How to Kick Off an Employee Engagement Program

How to Kick Off an Employee Engagement Program

Employee engagement - programs and benefits that are focused on keeping employees growing, learning, and happy - is critical.  It’s an employees market. Companies are popping up at lightning speed - branding agencies, digital shops, direct-to-consumer products - and the career options have never been more plentiful.  Employees feel more than ever that they are entitled to having their work life how, when and where they want it.

They’re not wrong.

So what’s do you do? Ratchet up your employee engagement efforts and make them part of your culture, something to be expected and synonymous with your employer branding that compels outsiders to want to work for you.

Management can often be short-sighted about employee engagement programs, focusing on the time away from work or incremental costs. The ugly reality is that if employees aren’t happy, the company will not perform at optimal level, there will be high turnover, and the environment can grow increasingly toxic.

While it may seem daunting, it’s empowering to mine feedback from teams and solutions are often straightforward and can be cost effective.

Get started by administering a survey with only two asks:

  1. Name 3 things that work about working here.
  2. Name 3 things that do not work about working here.

When positioned this way, the questions remain objective and the answers are based in fact. Alternatively, a subjective question like, “What do you like/don’t like?” yields opinions and can open the door to complaints, which are not productive. Also, by limiting it to three things, employees will prioritize what’s important enough for them to bring to your attention.  

From there, identify the most common themes among both categories and use them to drive ideas for programs to put into place right away.

Example:

If a common theme is that employees feel they can’t talk to their managers, consider bringing in a communication coach that can facilitate quarterly trainings to open the door between managers and direct reports.

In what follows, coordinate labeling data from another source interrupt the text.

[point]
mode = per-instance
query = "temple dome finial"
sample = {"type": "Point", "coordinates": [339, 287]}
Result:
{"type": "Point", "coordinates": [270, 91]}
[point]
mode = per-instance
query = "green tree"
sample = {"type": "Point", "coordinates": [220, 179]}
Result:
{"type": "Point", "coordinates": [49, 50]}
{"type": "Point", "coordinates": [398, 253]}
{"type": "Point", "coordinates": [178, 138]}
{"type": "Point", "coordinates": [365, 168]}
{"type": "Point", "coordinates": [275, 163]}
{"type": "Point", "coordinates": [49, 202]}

You don’t have to do it all at once. Address only one or two of the highest priorities immediately, run the programming 3-6 months, then re-survey your employees and ask the same questions to see what’s changed.

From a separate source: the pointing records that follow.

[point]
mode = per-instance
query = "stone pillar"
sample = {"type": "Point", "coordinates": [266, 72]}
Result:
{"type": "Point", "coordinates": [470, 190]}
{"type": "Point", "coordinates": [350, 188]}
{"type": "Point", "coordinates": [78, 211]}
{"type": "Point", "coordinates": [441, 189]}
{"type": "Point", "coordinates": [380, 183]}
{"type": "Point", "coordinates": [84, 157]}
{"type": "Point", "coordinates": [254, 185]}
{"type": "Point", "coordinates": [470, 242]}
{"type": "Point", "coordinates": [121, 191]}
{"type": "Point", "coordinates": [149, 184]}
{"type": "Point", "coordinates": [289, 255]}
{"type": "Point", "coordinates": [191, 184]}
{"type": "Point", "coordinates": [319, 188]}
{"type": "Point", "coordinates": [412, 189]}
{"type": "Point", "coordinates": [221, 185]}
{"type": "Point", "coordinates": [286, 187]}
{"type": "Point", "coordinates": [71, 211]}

The most important thing to know is that engagement requires continuous effort.  Doing a 1-day offsite (think Starbucks’ one-day bias training) is a tiny bandage that often does a bad job of momentarily covering a systemic problem.  So when you start, be prepared to keep going.


Stacey Staaterman

CEO | Communication Consultant | Leadership Advisory | Change Navigation | Leadership | Ex Amex | Ex Warner Media | Ex FastCo — Boosting Cross-Team Collaboration to Reduce Rework + Protect Profits

6 年

Thanks for this guidance Zovig!?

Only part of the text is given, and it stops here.